A recent study in Geophysical Research Letters — "Dust charging and transport on airless planetary bodies" (Wang et al. 2016) and reported in the ScienceAlert article "NASA just explained why Moon dust is 'levitating' above the lunar surface" — seems to explain the phenomenon through laboratory simulation experiments which observe what occurs when micron-sized dust is exposed to ultraviolet (UV) radiation or electrically-charged gases known as plasmas.
From these experiments, the researchers observed that:
In both cases, the dust particles would leap several centimetres above the surface.
The experiment observations can be seen below:
Image source: Science Alert article linked above
Thus, one can conclude that on the Moon light would scatter through these levitating particles to create the horizon glow.

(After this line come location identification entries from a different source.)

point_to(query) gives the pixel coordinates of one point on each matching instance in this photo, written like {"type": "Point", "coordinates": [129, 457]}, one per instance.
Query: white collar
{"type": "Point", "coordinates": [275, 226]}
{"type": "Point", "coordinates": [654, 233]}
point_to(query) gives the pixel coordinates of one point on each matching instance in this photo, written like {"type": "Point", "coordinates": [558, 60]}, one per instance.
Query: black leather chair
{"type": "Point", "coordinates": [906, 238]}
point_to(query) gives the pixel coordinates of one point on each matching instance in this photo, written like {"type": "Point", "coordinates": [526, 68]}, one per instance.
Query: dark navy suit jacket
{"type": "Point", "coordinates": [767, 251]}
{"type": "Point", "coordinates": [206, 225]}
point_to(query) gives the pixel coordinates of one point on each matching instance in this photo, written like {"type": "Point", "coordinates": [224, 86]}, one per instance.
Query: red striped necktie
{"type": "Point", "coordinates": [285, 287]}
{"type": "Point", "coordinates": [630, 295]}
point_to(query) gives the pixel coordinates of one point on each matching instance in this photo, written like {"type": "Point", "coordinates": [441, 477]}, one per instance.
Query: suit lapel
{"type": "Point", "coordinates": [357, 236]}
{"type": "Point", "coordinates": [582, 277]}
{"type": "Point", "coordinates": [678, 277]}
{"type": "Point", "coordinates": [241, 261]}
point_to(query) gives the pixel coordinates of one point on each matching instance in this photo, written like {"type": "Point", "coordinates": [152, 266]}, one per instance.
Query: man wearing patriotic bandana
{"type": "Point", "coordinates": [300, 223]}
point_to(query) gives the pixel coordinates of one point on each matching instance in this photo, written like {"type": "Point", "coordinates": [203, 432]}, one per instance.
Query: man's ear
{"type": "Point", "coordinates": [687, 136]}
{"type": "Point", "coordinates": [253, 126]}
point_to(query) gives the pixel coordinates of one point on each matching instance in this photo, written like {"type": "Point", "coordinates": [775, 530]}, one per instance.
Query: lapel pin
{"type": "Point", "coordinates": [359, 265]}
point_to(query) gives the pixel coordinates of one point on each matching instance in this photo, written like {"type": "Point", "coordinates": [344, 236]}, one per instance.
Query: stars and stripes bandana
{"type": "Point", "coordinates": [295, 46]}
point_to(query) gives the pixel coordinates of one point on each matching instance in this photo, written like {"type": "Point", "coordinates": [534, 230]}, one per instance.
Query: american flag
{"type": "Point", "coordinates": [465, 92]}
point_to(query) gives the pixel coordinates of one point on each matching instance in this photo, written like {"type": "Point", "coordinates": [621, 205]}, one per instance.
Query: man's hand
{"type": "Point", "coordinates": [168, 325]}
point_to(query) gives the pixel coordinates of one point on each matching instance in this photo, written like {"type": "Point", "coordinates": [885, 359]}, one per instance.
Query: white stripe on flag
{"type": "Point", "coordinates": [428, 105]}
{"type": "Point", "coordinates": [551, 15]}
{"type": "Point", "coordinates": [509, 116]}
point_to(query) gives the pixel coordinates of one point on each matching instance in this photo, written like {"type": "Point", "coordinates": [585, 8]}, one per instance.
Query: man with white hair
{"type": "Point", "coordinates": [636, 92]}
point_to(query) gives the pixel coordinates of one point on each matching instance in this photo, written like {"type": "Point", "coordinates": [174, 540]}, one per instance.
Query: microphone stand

The mechanism behind the 'levitation' is stated as being:
This is due to the reaction [with the plasma and UV light] causing an emission and re-absorption of electrons inside 'micro-cavities' formed between neighbouring particles, which can generate unexpectedly large electrical charges and intense repulsive forces.
These forces cause the dust particles or clusters to lift off the
surface, or 'levitate'.
Although the effects are observed with the lunar horizon glow, the researchers expect that effect would cause a suspension of dust across the entire lunar surface to some degree.
A significant implication of this research is stated in the NASA article "Dust “Floats” Above Lunar Surface: Electrostatic Dust Transport Reshapes Surfaces of Airless Planetary Bodies" as:
The laboratory observations also showed dusty surfaces becoming smooth as a consequence of dust mobilization. These electrostatic dust processes could help to explain the formation of the “dust ponds” on asteroid Eros and comet 67P, and the unexpectedly smooth surface on Saturn’s icy satellite Atlas.